How much of what the church does is nothing more than putting a dancing tomato at a busy intersection? How many campaigns to boost attendance and membership are truly evangelism, as opposed meaningless exercises that pander to our insatiable desire for self-promotion? How many mission trips are truly acts of deep sacrificial love, as opposed to surface level attempts to make ourselves feel better by “fixing” someone else’s problem for them?

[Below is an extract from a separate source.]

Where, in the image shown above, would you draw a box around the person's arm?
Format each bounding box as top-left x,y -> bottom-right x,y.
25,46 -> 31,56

Bulk mailings, anonymous placement of door hangers, flashy lobbies with coffee shops and bookstores, “worship centers” (never sanctuaries) with hundreds of thousands of dollars invested in technological gadgetry, fully equipped gymnasiums, marketing departments – What on earth are we doing, for heaven’s sake? (Pun intended.)
And here is my BIG question of the day: When was the last time you heard an intense dialogue about what the church IS, rather than what the church DOES? How many people could finish the sentence, “The church is ….” with a well reasoned, theologically sound answer? Sure, we could say that the church is the people, like the old Sunday School song says. “We are the church together.” But what are we?
The question is about “being,” rather than “doing.” And it seems to me that we need to be able to answer that question again, before we waste too much more time just doing stuff for the sake of doing it. Because it seems to me that a lot of what we are doing is the ecclesial equivalent of a dancing tomato at a busy intersection.